A proposta traz mudanças significativas na paisagem urbana, com destaque para a verticalização da cidade: o limite de altura das edificações em zonas consolidadas poderá saltar de 20 para 40 pavimentos. Além disso, o projeto prevê a redução drástica da distância mínima entre postos de combustíveis — de 1.200 para apenas 100 metros — e flexibiliza a instalação de grandes empreendimentos em qualquer zona urbana, desde que apresentem estudo de impacto de vizinhança.

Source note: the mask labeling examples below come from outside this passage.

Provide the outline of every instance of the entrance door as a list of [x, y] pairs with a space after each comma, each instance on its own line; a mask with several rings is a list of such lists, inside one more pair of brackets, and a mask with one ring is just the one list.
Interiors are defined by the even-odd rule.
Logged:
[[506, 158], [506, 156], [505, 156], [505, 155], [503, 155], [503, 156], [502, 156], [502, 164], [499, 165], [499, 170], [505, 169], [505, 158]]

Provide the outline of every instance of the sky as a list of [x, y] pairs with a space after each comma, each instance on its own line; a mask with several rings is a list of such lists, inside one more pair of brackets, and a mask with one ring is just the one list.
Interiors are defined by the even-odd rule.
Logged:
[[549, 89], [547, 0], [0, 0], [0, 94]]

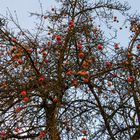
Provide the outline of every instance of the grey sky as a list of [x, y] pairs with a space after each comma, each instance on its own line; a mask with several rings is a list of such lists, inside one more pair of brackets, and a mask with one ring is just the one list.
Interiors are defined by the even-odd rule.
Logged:
[[[40, 0], [43, 9], [51, 9], [55, 5], [55, 0]], [[132, 9], [130, 13], [140, 14], [140, 0], [119, 0], [121, 2], [127, 1]], [[17, 12], [19, 23], [22, 27], [31, 29], [33, 27], [34, 19], [29, 17], [29, 12], [40, 12], [39, 0], [0, 0], [0, 14], [5, 15], [7, 8], [14, 15], [14, 11]], [[119, 28], [119, 27], [118, 27]], [[128, 42], [128, 31], [119, 32], [118, 39], [122, 45], [126, 45]]]

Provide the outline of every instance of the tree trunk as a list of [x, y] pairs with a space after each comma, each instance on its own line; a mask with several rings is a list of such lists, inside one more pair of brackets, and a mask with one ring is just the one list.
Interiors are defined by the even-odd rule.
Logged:
[[47, 115], [47, 132], [50, 140], [61, 140], [60, 133], [57, 129], [57, 111], [56, 109], [46, 112]]

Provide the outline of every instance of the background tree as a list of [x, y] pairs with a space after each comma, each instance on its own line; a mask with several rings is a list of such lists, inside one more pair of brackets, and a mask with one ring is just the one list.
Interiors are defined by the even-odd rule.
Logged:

O texto também moderniza regras de acessibilidade e uso do solo, estabelecendo critérios proporcionais para vagas de estacionamento destinadas a idosos e PCDs em condomínios, além de novas normas para templos religiosos. Segundo o presidente da Casa, Joabe Lira, o objetivo é garantir um debate participativo antes da votação em plenário. Embora ainda não haja uma data oficial para a decisão final, a expectativa é que o projeto seja apreciado pelos vereadores até o mês de junho.